Asus’ head honcho has spilt more beans on details of the version two Eee PC model. It will use Intel’s recently-branded Atom processor designed for sub-notebook machines just like the Eee and its growing band of rivals.
In an interview with Laptopmag.com, Jerry Shen said later versions of the Eee PC may even come with a built-in hard drive as opposed to solid state. New versions of the machine were announced at last week’s CeBIT show for launch in the summer.
A Windows XP version will be available – the 8GB Eee PC 900, while storage now tops out at 12GB for the high-end model with Linux on board. That’ll replace the current Eee PC 701 model.
The new machines will feature the ‘Diamondville’ derivative of the 45nm Atom processor. The chip is a 1.6GHz low voltage, single-core variant with a 512KB cache. A dual-core version seems likely to follow.
New colours also planned
What’s more, the Eee will ship in other colours. Shen said there would be "a very new colour design" introduced in the early summer.

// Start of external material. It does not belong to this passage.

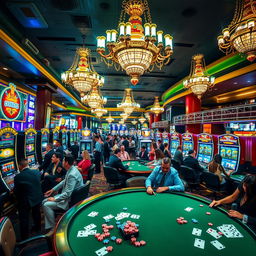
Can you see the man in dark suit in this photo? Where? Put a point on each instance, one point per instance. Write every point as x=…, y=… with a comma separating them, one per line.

The new 900 will cost €399 and will boast an 8.9-inch screen. Asus said the model was on the way during its press conference at CES in January, when it also announced it was working with Intel to provide WiMAX support on the machine.
This won’t be in available until later in the summer it seems, but will instead be in the third-generation machine late this year – also depending on partnerships with WiMAX or cellular providers.
Asus is quoting quite staggering sales figures for the machine. Some 350,000 have been sold since launch with a projected 3 to 5 million units to be sold this year. The diminutive lappy is certainly creating a lot of interest.
Any hard drive-based Eee won’t appear until far later in the year, said Shen.